当社は、日本初の森林支援ファンド「西粟倉村共有の森ファンド2010」( http://www.tobimushi.jp/ )の組成・販売などを行っております。

このたび、田中様がご紹介されているワリバシカンパニー社の事業を支援する「ワリバシファンド」の募集を開始しましたので、ご参考までご案内申し上げます。

ワリバシファンドは、個人の方より1口2.5万円からご出資いただき、ワリカン社が生産・販売した割箸の売上に応じて、最長3年後に分配金をお支払いするものです。(元本保証ではございません。)

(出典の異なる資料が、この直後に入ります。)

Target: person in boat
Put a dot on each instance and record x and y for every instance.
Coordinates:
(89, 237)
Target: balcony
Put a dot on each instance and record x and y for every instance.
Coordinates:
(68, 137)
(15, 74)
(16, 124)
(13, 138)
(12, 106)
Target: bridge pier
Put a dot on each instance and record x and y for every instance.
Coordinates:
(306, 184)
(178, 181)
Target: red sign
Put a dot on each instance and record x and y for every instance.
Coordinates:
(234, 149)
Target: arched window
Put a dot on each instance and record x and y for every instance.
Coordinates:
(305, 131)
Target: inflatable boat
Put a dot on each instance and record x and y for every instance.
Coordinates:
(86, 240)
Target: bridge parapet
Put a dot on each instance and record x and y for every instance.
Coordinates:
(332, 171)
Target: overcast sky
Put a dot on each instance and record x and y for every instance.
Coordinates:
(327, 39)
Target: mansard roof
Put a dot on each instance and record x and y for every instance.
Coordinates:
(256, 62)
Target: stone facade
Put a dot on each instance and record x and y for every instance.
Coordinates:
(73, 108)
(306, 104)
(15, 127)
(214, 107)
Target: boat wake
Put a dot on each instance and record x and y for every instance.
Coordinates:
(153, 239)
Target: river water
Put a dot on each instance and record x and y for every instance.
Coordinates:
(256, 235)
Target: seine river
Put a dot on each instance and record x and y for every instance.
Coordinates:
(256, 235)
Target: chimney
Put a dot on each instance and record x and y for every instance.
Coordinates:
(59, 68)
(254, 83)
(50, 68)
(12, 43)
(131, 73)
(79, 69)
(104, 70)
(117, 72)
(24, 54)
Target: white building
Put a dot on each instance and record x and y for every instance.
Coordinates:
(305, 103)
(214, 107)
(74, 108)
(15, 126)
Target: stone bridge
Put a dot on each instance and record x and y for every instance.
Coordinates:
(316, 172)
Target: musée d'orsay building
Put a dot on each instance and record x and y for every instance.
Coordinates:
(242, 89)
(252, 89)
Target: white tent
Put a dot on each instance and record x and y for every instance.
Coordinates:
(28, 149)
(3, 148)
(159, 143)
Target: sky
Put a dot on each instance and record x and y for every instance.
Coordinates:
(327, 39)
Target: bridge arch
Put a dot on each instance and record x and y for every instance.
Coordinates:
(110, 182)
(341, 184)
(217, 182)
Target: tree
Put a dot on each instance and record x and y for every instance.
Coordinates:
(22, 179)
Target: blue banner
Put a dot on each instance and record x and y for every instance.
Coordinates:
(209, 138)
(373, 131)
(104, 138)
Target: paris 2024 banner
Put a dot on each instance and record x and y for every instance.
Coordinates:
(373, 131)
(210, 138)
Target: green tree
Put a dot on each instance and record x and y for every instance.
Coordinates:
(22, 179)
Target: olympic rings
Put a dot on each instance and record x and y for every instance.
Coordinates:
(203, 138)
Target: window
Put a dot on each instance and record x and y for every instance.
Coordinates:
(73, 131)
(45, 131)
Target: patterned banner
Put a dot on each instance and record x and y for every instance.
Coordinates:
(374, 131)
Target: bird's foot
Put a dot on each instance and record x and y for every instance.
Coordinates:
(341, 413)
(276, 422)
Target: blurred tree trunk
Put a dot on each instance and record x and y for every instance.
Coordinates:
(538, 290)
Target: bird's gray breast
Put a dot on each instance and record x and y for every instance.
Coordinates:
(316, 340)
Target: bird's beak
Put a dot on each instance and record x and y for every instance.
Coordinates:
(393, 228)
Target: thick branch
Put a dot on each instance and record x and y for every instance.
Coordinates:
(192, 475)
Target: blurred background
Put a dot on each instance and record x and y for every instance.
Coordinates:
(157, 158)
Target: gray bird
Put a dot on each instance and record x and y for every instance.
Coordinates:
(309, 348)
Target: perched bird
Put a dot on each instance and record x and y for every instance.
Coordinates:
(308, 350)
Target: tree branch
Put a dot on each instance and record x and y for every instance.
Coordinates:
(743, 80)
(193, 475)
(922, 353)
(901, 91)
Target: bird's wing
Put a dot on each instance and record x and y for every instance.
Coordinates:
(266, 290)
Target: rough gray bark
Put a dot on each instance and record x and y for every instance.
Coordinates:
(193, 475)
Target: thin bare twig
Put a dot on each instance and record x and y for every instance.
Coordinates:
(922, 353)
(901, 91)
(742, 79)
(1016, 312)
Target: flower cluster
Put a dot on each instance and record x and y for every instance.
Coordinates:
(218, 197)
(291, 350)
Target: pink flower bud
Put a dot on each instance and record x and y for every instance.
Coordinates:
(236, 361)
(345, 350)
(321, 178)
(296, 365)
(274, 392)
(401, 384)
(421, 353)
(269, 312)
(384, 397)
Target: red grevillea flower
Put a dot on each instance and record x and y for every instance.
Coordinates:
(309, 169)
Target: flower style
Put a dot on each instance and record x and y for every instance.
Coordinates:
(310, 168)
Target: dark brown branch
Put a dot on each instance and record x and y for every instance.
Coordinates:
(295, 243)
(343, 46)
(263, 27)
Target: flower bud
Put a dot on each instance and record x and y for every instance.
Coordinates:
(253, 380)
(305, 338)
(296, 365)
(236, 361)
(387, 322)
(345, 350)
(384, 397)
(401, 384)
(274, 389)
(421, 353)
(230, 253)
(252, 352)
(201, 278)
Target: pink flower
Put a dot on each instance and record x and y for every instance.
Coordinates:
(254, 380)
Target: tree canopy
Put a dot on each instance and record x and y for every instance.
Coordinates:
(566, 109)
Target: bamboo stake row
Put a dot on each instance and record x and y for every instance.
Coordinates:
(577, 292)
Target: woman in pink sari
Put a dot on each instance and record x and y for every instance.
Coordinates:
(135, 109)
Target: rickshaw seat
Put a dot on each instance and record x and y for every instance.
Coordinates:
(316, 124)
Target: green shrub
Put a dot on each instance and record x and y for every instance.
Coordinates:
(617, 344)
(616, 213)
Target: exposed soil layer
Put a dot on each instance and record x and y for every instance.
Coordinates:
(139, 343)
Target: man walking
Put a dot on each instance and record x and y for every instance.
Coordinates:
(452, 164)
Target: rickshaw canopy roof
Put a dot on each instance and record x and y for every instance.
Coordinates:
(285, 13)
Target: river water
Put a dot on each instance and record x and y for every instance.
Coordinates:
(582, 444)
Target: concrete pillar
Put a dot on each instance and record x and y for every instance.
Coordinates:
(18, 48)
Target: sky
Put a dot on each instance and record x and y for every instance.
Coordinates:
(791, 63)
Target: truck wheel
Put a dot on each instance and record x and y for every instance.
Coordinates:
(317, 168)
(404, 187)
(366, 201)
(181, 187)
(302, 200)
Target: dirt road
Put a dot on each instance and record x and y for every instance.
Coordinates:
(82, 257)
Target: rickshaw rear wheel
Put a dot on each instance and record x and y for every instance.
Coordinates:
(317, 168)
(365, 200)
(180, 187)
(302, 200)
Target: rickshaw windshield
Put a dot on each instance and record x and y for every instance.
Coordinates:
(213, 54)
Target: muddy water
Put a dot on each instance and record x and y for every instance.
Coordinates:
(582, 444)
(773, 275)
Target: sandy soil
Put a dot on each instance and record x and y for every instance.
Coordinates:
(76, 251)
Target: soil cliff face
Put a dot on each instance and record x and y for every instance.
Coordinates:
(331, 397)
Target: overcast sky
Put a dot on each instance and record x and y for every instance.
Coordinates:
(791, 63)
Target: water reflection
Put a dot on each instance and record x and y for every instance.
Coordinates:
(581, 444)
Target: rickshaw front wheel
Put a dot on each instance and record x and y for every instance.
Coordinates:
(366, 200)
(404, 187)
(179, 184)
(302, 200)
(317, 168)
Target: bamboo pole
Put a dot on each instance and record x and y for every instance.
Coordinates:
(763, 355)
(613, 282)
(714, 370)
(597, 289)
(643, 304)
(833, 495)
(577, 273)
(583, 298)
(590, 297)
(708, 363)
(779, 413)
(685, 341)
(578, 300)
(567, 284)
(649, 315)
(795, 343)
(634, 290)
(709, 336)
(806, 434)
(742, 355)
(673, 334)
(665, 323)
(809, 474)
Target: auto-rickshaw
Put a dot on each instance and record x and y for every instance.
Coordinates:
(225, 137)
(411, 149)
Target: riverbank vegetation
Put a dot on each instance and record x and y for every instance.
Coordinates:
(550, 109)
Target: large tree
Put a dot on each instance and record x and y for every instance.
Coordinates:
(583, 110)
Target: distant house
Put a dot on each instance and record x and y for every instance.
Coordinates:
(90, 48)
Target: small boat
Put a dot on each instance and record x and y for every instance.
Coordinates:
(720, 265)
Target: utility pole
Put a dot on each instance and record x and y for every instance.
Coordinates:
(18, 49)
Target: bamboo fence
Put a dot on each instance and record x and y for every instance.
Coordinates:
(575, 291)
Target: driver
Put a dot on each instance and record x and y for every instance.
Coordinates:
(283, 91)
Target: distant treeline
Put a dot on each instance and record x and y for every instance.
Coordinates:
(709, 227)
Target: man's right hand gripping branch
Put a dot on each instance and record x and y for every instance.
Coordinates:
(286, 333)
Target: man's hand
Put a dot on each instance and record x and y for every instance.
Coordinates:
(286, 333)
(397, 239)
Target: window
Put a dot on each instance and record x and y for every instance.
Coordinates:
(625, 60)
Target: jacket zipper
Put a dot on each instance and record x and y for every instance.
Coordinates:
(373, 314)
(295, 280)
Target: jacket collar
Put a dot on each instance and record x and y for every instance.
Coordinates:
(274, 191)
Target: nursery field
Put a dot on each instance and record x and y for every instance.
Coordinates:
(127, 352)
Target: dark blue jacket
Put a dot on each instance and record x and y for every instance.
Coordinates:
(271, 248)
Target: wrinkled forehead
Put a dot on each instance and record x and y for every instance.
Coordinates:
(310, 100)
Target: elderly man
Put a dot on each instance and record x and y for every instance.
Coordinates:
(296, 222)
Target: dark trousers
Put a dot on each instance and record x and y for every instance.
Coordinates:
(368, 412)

詳細につきましては、下記をご覧いただければ幸いです。

ワリバシファンド募集ページ:
http://www.musicsecurities.com/communityfund/details.php?fid=149

今後とも何卒よろしくお願い申し上げます。

ミュージックセキュリティーズ
共有の森ファンド&ワリバシファンド担当者

おお、ついに割り箸ファンドが誕生しましたか。

常々、補助金ではなくファンド、責任あるお金の調達法と使い方を考えていたのですが、一歩前進です(^o^)。

ぜひ、新たな割り箸需要を開拓してください。出資者は、割り箸の復興に名を残すでしょう。

関心あり。
明日の林業活性化に、
資源の有効活用に是非。

割り箸については、本ブログの「割り箸」カテゴリーを読んでください。続々と新規参入が進んでいますよ。

割り箸ファンドに関しては、上記のミュージック・セキュリティーズにね。